In Österreichs Bankenzirkeln ist mehr oder weniger offen von einer internationalen Verschwörung gegen die Austro-Institute die Rede, denen der Erfolg in Osteuropa geneidet wird. Und gerne verweist man dabei auf das Versagen der Ratingagenturen in der Subprime-Bewertung und auf den spektakulären Rechenfehler des IWF im April bezüglich der Verschuldung der Oststaaten – als ob dies der Auslöser der Krise gewesen wäre (er spielte kaum eine Rolle).

Dass nicht alle internationalen Banker, Analysten und Blogger den Österreichern gut gesonnen sind, mag schon stimmen. Aber selbst führende heimische Experten wie der Topanwalt Stefan Eder von DLA Piper erklärte jüngst bei einer Diskussionsrunde, dass die Expansion im Osten viel zu rasch und mit zu wenig Rücksicht auf das Risiko abgelaufen sei.

Und wie viel sind die anders lautenden Aussagen von Stepic, Rothensteiner & Co. wert?

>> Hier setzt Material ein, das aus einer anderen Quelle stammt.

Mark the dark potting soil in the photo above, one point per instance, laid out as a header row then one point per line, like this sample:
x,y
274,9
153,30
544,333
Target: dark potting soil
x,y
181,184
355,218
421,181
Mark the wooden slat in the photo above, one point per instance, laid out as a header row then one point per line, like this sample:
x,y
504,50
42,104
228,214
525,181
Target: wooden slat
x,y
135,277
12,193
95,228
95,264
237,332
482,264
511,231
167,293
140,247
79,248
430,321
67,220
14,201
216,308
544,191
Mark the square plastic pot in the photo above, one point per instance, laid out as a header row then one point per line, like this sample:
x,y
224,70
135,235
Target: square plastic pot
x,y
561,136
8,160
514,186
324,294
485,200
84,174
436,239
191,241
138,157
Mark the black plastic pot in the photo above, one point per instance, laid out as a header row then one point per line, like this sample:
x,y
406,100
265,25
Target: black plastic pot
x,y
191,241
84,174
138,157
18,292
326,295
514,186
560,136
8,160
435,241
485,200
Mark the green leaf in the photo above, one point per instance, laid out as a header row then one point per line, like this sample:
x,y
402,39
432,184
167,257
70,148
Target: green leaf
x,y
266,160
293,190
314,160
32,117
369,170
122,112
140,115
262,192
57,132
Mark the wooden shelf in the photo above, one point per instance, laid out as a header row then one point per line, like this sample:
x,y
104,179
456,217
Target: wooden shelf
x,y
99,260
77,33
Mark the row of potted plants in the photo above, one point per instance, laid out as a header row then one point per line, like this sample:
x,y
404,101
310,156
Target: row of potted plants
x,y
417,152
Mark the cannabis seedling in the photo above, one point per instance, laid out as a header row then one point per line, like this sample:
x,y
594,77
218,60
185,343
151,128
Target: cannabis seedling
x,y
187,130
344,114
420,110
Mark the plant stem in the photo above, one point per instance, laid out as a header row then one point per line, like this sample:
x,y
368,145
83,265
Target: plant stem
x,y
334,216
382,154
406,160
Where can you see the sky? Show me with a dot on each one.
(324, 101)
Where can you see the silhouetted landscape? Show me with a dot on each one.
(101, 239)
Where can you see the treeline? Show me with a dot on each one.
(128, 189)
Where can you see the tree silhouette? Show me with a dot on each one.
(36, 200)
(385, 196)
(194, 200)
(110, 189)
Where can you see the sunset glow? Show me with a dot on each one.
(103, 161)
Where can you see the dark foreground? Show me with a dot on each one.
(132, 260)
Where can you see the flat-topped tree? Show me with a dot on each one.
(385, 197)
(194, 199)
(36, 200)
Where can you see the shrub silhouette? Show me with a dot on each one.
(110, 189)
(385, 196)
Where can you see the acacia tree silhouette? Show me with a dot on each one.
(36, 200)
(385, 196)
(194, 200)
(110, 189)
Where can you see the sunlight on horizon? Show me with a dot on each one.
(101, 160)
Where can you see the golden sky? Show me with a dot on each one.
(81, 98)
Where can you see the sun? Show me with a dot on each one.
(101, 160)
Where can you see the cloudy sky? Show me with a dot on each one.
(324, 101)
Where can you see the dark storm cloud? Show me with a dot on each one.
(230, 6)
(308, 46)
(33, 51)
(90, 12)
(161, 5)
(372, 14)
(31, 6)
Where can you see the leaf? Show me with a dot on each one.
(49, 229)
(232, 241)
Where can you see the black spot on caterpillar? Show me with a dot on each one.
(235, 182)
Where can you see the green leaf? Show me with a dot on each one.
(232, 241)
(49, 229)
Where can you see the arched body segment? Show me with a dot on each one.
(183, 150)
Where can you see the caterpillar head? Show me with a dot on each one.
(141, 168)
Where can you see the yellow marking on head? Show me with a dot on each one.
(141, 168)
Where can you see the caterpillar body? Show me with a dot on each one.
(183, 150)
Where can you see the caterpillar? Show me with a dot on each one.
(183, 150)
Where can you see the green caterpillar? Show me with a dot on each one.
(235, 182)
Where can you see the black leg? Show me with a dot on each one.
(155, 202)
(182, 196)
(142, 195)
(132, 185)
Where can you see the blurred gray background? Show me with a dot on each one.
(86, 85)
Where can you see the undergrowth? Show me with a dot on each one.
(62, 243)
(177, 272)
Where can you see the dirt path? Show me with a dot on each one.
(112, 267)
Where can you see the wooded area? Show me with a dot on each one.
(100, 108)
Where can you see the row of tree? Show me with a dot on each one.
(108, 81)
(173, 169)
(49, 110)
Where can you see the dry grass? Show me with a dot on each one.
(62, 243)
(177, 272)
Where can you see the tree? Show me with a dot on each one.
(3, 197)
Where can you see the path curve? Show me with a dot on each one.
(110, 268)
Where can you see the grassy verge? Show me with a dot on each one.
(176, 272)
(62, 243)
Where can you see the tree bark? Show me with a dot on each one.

Was sollen sie den tun, als die Lage schön zu reden, wenn ihre einzige Chance darin besteht, auf eine Erholung der Märkte und Wirtschaftslage bis Jahresende zu hoffen? Ihre Glaubwürdigkeit ist in dieser Sache noch niedriger als selbst der Moody's-Analysten.

Viele Fragen, wenige klare Antworten. Aber eines ist sicher: Wenn die Horrorszenarien für die RI Wirklichkeit werden, dann wackelt das ganze Raiffeisen-Imperium – und damit eine Säule unserer Republik, zu der nicht nur ein guter Teil der Printmedien zu zählen ist, sondern auch die halbe ÖVP einschließlich ihres Parteichefs. Eine unheimliche, aber auch faszinierende Aussicht.